Вальронд потом как-то при случае заметил военлету:
— У нас на флоте такого порядка не было: топили друг друга без любезностей. Конечно, я тебе смерти не желаю. Но вот, случись, тебя собьют белые, неужели они поступят так же?
— Не мне ломать старый обычай, — сказал Кузякин… — Так уж повелось среди летунов всего мира. А сбить меня здесь, на севере, может только один человек… Только один!
— Кто?
— Есть такой полковник-ас… Сашка Казаков. Мы с ним приятели были. У него семнадцать побед на счету. Но, говорят, крепко стал зашибать водочку. Сейчас он в Архангельске… краса и гордость авиации Миллера!
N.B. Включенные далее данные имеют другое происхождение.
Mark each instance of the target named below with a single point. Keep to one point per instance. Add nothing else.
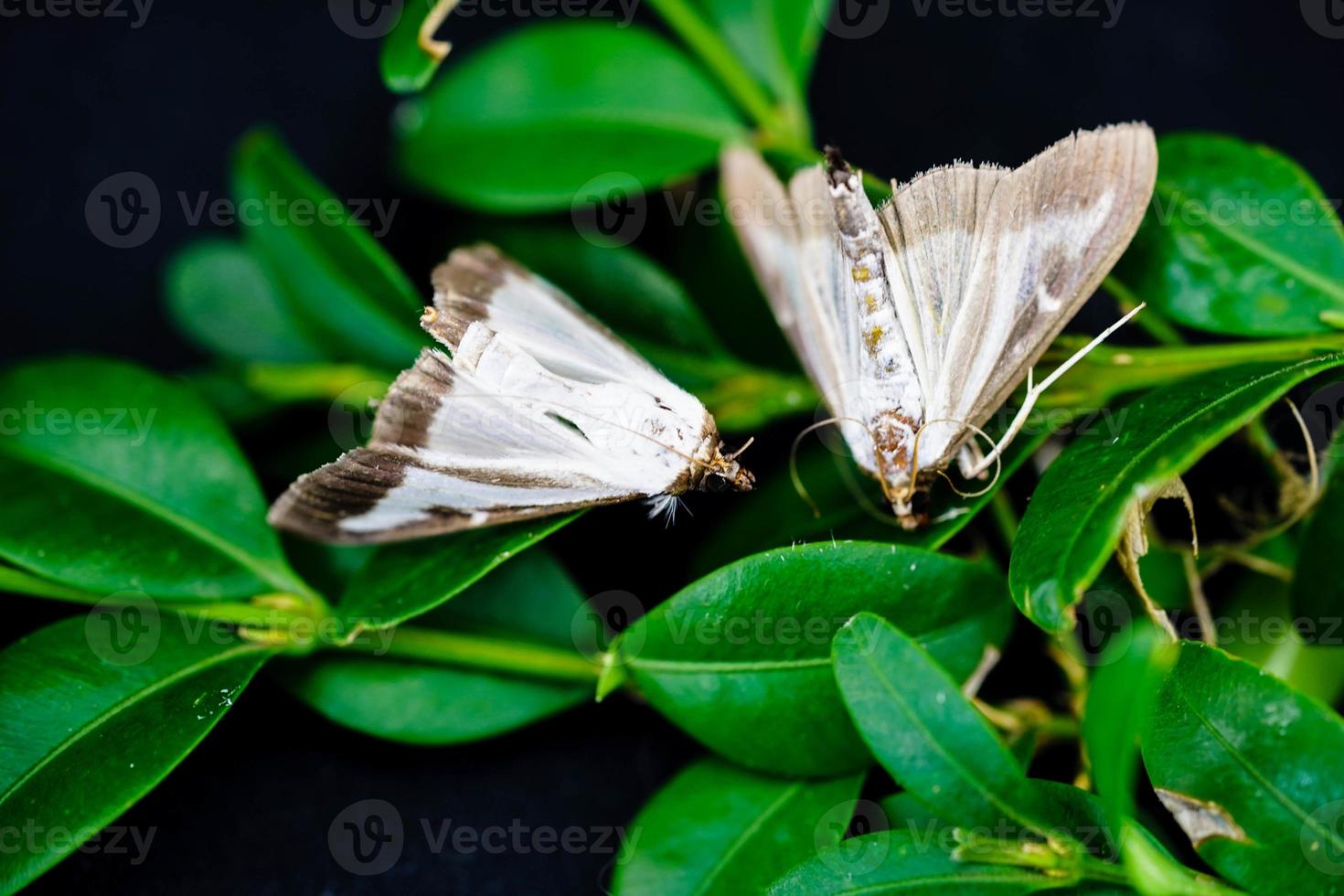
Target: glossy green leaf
(741, 658)
(1240, 240)
(1253, 772)
(775, 39)
(93, 715)
(120, 480)
(603, 106)
(1317, 590)
(529, 601)
(323, 252)
(406, 579)
(717, 829)
(223, 300)
(1077, 513)
(914, 718)
(406, 60)
(848, 506)
(618, 285)
(901, 861)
Но сначала, — закончил Кузякин тихо, — я грохну Постельникова… Как нагнусь — так режет!
* * *
Лапти носить надо уметь. Эту истину Вальронд понял совсем случайно, во время отступления. Два греческих мула (их отбили вчера у англичан), звякая уздечками, тянули через колдобины пушку без ударника. И фуражку мичман вешал теперь не на гвоздик, как было у станции Масельгская, а на сучок дерева.
Нетрудно догадаться: Масельгскую они сдали.
Вальронд сносил две пары лаптей, отступая…
Третьи натерли ему ноги, и тогда он пошел босиком.
Для лихого мичмана с крейсера «Аскольд» — это уж слишком. Но, очевидно, так надо: путь был избран… вместе с народом и до конца! И никто его не толкал в загривок на этот путь — он сам ступил на него. Так что не пищать! А путь нелегкий — особенно вот в таком отступлении, когда между пальцами босых ног выдавливается черная торфяная жижа, ледяно режущая ноги.
— Ретирада что надо! — говорил Вальронд…
Разъезд № 12 — ни души, и провода оборваны, смотаны в катушки, лежат на перроне: Одинокая козочка щиплет травку. Конечно, козочку они эту съели, — прощай, разъезд № 12!
Разъезд № 11 — тут они встретили бойцов, занимавших позицию. Полураздетые, иные в грязных кальсонах, заросшие бородами и охрипшие, они шатались от голода. Здесь съели, после долгих дебатов, двух греческих мулов, а пушку погрузили на платформу. Конечно, эту бесполезную пушку лучше всего в отступлении было бы «потерять», но совесть артиллериста не позволяла Вальронду это сделать. Берег, тащил за собой и… проклинал ее!